Decidable Entailments in Separation Logic with Inductive Definitions: Beyond Established Systems

TL;DR

This paper expands the class of decidable entailment problems in separation logic with inductive definitions by introducing equational restrictedness, allowing for richer structures with unbounded treewidth while maintaining 2EXPTIME-completeness.

Contribution

It introduces equational restrictedness as a new condition that generalizes established rules, enabling decidability for broader classes of separation logic formulas.

Findings

Entailment problem is 2EXPTIME-complete for the new class.

Established rules can be transformed into equationally restricted rules.

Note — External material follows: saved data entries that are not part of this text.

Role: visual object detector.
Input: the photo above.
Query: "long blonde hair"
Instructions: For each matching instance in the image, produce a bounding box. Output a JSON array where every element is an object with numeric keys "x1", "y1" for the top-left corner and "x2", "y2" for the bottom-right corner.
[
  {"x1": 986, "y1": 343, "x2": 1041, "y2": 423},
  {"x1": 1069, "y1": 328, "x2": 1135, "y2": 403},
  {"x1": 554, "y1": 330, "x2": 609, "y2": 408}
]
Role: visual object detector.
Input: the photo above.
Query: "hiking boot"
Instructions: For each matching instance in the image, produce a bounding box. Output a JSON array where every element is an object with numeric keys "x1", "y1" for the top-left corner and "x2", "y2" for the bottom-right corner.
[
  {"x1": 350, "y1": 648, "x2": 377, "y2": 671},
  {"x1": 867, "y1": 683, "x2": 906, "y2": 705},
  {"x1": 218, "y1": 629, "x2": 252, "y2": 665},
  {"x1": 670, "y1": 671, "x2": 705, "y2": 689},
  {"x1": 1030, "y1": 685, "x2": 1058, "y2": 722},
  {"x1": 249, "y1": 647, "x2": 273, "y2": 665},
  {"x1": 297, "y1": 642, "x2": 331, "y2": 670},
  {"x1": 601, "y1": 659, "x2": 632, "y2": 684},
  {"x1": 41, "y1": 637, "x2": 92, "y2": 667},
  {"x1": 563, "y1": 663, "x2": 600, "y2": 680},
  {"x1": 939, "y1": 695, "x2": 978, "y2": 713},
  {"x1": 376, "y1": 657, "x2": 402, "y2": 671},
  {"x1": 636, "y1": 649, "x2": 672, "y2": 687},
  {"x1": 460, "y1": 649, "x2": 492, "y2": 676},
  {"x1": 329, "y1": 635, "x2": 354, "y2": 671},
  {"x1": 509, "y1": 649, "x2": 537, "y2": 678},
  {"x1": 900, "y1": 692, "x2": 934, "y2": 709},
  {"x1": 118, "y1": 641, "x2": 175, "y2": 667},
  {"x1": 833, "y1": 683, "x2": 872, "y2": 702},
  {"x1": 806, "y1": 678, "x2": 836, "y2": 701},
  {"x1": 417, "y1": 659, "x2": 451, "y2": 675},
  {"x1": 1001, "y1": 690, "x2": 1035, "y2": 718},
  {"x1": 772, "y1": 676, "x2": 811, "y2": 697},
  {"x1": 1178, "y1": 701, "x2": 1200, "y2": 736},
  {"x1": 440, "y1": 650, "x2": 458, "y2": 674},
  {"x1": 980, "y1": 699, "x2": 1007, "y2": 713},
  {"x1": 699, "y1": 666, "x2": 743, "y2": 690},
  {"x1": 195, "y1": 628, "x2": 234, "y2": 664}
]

The new class includes structures with unbounded treewidth.

Abstract

We define a class of Separation Logic formulae, whose entailment problem: given formulae $\phi, \psi_1, \ldots, \psi_n$, is every model of $\phi$ a model of some $\psi_i$? is 2EXPTIME-complete. The formulae in this class are existentially quantified separating conjunctions involving predicate atoms, interpreted by the least sets of store-heap structures that satisfy a set of inductive rules, which is also part of the input to the entailment problem. Previous work consider established sets of rules, meaning that every existentially quantified variable in a rule must eventually be bound to an allocated location, i.e. from the domain of the heap. In particular, this guarantees that each structure has treewidth bounded by the size of the largest rule in the set. In contrast, here we show that establishment, although sufficient for decidability (alongside two other natural conditions), is not necessary, by providing a condition, called equational restrictedness, which applies syntactically to (dis-)equalities. The entailment problem is more general in this case, because equationally restricted rules define richer classes of structures, of unbounded treewidth. In this paper we show that (1) every established set of rules can be converted into an equationally restricted one and (2) the entailment problem is 2EXPTIME-complete in the latter case, thus matching the complexity of entailments for established sets of rules.